MOUNT VERNON — City council members are expected to vote Monday on a financial agreement that pays for the $3.465 million in infrastructure costs for the Liberty Crossing development.
Council members discussed a draft agreement in a committee meeting on Aug. 11.
The $3.465M includes water and sanitary lines and a turn lane on Ohio 13 (Newark Road). It also encompasses engineering costs and fees and permits.
The agreement is the latest in a series of legislation council passed relating to finances for the subdivision.
In June 2023, the council created a New Community Authority. The NCA is a separate entity from the city.
Under an NCA, property owners in the NCA pay an extra fee in addition to regular taxes.
These fees go into a special account and are used for new growth-related infrastructure. Uses include water or sewer lines, road improvements, police or fire, or parks.
Highland Real Estate (HRE), developer of the Liberty Crossing subdivision, joined the NCA. It will assess property owners in Liberty Crossing an additional 4 mills.
In June, council members passed legislation stating 2 mills will go to the NCA, and 2 mills will go to the city.
Also in June, the council created a Liberty Crossing TIF (tax increment financing) district. Under a TIF, property taxes on new construction go into a separate fund.
TIF money pays for improvements within the TIF district.
The cooperative agreement pulls all of those elements together.
Agreement calls for issuing bonds to pay for infrastructure
The agreement calls for the NCA to issue up to $3 million in bonds.
“That debt issuance will not be a city issuance.

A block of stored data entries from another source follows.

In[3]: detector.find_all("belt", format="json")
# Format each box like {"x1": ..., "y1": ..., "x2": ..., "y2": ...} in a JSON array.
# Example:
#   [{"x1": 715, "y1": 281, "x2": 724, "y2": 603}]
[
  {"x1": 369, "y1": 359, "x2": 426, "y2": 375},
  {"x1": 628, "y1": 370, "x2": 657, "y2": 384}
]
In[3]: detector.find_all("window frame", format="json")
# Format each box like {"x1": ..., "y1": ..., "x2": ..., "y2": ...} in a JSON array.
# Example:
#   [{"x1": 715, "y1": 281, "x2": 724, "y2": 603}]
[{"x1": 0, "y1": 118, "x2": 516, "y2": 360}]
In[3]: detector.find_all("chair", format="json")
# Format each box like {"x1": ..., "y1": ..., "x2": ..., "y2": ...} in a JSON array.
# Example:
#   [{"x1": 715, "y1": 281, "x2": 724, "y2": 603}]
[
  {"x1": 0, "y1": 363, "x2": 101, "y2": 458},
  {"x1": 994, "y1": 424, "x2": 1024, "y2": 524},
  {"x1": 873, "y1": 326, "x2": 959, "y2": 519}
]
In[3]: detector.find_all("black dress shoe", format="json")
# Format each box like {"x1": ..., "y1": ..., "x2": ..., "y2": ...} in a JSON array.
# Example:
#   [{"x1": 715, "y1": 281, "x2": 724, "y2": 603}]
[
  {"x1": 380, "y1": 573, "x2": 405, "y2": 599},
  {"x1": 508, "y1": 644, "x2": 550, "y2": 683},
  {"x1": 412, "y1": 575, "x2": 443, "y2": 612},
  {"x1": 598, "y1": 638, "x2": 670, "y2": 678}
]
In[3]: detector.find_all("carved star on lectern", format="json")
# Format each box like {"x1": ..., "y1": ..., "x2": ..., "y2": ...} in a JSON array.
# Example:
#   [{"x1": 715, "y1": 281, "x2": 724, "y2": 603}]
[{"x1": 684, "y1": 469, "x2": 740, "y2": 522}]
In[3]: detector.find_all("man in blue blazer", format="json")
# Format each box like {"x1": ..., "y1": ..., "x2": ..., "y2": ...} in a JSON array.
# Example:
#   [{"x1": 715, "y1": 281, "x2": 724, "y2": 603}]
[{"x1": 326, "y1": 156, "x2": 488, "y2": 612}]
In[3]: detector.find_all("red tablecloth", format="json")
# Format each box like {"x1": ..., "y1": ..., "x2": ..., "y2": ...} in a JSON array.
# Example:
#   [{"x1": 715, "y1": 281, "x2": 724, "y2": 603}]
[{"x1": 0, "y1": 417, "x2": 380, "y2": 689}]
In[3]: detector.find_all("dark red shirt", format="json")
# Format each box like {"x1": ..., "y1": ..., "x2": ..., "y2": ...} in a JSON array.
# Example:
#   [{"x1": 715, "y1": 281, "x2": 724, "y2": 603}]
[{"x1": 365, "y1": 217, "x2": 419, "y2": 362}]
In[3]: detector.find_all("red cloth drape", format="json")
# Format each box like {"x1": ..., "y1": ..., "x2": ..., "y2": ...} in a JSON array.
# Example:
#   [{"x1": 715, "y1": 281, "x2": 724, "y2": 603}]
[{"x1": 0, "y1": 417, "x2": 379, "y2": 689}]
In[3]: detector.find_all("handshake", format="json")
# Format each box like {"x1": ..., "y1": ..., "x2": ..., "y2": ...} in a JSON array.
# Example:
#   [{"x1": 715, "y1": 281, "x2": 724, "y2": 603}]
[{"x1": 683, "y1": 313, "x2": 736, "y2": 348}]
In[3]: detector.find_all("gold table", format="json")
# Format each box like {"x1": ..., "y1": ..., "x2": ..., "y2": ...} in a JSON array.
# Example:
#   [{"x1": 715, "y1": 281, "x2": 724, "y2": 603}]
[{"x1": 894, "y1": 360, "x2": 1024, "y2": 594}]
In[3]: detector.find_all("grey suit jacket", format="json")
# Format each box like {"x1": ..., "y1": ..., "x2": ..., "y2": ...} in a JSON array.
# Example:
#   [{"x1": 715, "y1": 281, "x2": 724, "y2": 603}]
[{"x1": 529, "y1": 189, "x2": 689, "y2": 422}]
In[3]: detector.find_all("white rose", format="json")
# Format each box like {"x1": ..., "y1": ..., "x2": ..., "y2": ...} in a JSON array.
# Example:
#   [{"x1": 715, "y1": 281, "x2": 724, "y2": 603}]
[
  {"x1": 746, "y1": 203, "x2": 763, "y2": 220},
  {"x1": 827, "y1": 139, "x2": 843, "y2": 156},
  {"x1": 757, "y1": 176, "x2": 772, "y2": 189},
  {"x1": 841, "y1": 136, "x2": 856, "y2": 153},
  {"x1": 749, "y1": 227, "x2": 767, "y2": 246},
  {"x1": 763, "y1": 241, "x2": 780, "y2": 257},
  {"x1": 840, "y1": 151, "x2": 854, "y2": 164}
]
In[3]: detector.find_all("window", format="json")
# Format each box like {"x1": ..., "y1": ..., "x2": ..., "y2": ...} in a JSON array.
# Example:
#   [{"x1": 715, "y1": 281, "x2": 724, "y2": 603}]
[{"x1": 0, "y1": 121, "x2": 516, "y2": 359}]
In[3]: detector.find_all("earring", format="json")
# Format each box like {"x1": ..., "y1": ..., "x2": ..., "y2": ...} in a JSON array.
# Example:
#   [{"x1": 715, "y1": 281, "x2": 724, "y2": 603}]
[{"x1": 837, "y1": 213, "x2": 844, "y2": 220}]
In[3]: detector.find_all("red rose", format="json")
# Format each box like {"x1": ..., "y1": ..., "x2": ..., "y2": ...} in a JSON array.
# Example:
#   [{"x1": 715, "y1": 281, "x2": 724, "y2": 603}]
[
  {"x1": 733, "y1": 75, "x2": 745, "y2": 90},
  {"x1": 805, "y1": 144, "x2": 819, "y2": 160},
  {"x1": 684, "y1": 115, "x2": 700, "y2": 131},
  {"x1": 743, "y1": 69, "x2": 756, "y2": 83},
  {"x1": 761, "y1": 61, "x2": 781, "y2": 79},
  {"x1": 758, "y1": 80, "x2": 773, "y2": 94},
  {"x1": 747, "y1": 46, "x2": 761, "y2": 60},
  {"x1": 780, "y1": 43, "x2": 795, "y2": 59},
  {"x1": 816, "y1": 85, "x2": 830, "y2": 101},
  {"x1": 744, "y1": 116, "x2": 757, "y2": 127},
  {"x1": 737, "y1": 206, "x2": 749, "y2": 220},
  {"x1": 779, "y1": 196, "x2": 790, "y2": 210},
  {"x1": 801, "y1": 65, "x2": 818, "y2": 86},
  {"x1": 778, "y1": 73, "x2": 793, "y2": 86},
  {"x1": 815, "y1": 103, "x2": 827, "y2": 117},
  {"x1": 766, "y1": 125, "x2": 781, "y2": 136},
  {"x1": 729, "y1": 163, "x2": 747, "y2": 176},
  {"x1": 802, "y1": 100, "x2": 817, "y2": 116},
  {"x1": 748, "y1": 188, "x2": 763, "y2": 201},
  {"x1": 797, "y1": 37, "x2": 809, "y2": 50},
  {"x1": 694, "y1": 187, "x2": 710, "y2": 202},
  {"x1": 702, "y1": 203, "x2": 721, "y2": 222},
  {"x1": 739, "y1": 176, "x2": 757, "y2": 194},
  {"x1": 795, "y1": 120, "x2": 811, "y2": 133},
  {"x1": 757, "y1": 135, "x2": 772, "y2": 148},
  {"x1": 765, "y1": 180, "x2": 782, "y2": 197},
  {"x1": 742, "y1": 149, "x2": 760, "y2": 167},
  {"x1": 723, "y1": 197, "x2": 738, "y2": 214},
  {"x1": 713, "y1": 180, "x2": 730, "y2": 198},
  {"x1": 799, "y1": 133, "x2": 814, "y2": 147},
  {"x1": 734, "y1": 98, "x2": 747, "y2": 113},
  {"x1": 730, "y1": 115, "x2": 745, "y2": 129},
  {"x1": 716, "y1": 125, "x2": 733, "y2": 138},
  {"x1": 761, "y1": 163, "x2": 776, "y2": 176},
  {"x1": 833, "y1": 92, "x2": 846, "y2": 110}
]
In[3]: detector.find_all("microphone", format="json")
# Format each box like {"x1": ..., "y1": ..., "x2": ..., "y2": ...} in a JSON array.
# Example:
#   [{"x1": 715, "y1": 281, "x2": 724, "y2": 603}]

It will be a community authority issuance,” Caleb Bell of Bricker Grayden, counsel for HRE, told the council on Aug. 11.
“That’s important because you are not putting your general credit or your bond capacity behind this project.
“Rather, the special revenues from the project support the debt.”
According to the draft agreement, the NCA will use money from the bond sales to “pay or reimburse the developer for such public infrastructure costs.”
Money from the TIF fund and the NCA (the extra 2 mills from the subdivision’s property owners) will pay back the bonds.
“Put those two things together, and that’s what gets us enough money to pay for this $3.465 million worth of costs,” Bell said.
Consequences of not using public finance support
Bell said without this type of public financial support, the developer would divide the $3.465M in infrastructure costs among the subdivision’s lots.
That makes each lot more expensive.
“What it does actually is bring quality down just a little bit because instead of it being $10,000 a lot for infrastructure, it might be $50,000 a lot for infrastructure,” Bell said.
“You’ll get a little less quality out of the total package because so much of it is going to be going upfront into infrastructure.”
Bell said that if HRE cannot follow through on development for economic or other reasons, the city is not at risk.
“These bond holders who are investing in this site with their money, they’re actually bearing that risk, and they charge an interest rate for that,” he told council members.
“The developer is putting this ground on the hook, so they can’t walk away. The ground gets tied up.”
Bell said that is important because it puts the city in the driver’s seat in the event of a problem later on.
During the Land Use and Development committee meeting on Aug. 11, Councilman James Mahon said he expects the agreement to go its third reading on Monday.